Description
Senior Data Engineer - Spark/Hadoop consultant
Our client is looking for an experienced, self-driven Senior Data Engineer to design, implement and optimize their pipeline in their Cloud-based Big Data platform.
Main responsibilities:
- Design, build, optimize and maintain data pipelines from ingestion, processing to generating metrics/data required by the Business Operations team, product managers, and data scientists.
- Crystalize BI requirements with the business operations team and product managers. Identify the required data sources in collaboration with our development team
- Data modelling of our data warehouse based on the source systems and business requirement and develop business reports.
- Optimization of our Hadoop/Spark-based processing framework and batch jobs for increased processing throughput, reliability, and accuracy.
Requirements:
- Strong experience in ETL, simplify and optimize complex SQL.
- Hands on experience of Hadoop systems in particular Spark, Hive.
- Experience in system, performance optimization.
- Building analytics reports/dashboards for business stakeholders.
- Strong in SQL and familiar with Java, Scala programming languages.
- Hands on experience of Linux/Unix environment & Java VM.
- Master or bachelor degree or in computer science/information system or equivalent.

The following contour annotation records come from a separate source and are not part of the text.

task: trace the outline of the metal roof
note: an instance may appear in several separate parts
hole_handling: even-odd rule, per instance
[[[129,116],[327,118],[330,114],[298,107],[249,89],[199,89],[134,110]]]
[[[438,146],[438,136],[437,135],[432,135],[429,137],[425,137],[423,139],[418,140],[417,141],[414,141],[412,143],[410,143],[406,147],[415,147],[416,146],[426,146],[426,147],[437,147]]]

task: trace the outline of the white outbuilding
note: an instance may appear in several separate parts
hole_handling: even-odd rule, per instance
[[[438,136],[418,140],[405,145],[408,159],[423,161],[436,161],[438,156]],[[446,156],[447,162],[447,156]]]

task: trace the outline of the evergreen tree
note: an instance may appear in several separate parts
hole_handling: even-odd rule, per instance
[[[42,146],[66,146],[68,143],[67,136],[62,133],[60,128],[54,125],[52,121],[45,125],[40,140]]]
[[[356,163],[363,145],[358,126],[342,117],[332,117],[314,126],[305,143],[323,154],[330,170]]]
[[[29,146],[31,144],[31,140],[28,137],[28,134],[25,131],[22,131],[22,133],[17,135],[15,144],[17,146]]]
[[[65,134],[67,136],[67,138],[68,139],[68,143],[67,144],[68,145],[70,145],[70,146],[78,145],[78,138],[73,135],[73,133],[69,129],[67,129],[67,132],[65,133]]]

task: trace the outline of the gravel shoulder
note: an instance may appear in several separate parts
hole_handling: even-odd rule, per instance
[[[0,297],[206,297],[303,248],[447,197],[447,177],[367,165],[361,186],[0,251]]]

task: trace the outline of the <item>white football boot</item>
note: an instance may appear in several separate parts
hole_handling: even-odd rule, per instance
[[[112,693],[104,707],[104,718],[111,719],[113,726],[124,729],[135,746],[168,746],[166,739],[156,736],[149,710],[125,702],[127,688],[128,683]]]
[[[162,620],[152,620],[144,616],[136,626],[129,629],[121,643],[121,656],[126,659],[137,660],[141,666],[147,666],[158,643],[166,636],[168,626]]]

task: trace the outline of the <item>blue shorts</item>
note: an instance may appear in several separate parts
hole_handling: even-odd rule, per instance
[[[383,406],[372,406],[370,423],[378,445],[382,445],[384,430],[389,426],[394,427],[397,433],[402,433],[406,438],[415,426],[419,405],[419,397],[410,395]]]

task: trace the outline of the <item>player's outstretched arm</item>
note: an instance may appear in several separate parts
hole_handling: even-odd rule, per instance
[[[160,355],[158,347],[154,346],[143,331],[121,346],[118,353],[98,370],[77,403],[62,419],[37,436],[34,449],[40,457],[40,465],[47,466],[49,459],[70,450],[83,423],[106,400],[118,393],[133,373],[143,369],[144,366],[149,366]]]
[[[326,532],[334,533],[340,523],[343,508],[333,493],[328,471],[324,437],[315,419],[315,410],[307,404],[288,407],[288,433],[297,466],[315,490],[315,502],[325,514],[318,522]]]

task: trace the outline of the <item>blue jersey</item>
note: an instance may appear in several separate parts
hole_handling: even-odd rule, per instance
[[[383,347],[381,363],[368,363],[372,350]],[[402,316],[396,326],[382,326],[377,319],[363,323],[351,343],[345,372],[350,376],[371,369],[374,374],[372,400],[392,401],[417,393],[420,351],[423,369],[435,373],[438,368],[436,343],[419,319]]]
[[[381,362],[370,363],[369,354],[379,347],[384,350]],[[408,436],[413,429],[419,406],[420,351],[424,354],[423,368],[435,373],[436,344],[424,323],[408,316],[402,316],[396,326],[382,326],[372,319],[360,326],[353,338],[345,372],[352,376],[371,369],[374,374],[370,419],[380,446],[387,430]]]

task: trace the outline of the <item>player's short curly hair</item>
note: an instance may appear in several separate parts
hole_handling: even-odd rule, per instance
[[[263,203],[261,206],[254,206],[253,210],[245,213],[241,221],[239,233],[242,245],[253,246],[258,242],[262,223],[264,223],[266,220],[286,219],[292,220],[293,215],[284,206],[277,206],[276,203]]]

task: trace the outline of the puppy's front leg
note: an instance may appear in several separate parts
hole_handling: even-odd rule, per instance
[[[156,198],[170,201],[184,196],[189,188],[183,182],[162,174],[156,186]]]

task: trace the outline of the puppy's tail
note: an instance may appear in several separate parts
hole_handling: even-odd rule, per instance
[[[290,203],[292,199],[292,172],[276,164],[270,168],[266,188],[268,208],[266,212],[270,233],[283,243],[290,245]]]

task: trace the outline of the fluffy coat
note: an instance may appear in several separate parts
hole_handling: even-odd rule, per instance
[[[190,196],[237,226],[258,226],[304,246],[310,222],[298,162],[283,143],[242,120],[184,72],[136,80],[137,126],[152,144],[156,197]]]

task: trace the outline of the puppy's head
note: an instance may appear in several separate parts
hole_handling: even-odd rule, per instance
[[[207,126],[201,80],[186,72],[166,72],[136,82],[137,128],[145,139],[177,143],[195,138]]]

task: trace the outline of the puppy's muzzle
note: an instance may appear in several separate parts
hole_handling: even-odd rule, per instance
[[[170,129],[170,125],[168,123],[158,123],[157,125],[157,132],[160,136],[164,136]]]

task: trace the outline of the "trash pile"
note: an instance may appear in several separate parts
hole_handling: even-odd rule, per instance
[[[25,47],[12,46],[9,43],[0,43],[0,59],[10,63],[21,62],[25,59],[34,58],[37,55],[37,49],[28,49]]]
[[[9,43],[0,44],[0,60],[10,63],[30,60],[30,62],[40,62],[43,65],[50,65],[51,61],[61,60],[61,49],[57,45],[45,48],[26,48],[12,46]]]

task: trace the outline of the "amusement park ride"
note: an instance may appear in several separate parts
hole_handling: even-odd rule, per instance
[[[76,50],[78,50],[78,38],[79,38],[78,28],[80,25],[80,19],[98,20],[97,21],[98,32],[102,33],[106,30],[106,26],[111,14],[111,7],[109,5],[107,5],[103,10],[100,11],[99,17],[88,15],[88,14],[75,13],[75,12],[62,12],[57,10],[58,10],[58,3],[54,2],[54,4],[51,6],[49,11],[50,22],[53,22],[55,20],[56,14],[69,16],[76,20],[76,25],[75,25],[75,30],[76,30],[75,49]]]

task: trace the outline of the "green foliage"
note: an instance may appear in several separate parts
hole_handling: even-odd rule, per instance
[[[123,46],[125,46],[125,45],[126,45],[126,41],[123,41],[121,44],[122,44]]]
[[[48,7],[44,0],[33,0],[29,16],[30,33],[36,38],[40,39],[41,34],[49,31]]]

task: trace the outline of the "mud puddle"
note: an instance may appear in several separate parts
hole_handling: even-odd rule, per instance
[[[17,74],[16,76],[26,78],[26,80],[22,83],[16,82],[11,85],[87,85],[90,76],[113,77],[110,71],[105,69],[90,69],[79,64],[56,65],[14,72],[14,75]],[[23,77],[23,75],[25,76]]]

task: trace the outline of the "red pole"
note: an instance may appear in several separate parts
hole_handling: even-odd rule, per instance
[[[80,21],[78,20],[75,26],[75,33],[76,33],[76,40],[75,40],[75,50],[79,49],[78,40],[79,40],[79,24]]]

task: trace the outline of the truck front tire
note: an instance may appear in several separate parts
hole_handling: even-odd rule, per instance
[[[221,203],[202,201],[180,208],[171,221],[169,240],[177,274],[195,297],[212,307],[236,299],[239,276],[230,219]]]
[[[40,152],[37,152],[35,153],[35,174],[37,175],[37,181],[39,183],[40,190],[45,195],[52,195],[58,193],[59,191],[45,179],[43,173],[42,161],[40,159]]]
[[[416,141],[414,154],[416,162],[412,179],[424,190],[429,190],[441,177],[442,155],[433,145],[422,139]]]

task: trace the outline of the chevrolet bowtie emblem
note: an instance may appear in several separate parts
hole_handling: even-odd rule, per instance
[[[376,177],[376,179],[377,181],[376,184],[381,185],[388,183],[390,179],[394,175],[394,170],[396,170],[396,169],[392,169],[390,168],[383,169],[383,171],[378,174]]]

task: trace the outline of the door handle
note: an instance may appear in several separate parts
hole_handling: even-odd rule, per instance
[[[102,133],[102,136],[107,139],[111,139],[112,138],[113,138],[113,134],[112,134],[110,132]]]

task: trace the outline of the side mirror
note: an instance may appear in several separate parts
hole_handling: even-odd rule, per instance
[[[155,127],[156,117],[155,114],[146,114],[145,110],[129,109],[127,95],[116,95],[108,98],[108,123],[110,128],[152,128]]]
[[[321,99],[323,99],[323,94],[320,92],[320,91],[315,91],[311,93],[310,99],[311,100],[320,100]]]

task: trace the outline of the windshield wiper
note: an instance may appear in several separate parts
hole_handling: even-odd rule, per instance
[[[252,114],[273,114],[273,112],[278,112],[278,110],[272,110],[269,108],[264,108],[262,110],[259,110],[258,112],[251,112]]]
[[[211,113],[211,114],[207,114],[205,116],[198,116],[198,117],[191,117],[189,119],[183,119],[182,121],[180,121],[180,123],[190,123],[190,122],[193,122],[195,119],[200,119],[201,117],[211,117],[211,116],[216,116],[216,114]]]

Required skills/personal characteristics
- Team work skills as well as ability to work independently. Result oriented and solution-drive
- Fluent English for daily work, good communication and documentation skills.
- Ability to adapt to a multicultural and international environment.
- Proven innovative skills and out-of-box thinking: ability to go beyond state- of-the-art.
Experience in any of the following fields is an advantage:
- Experience of any BI reporting tool.
- Experience in building Real Time data pipelines is a big plus.
- Knowledge data administration (such as Meta data, data quality, etc.) related framework and methodology.
- Knowledge or experience of mass data batch processing, streaming and machine learning.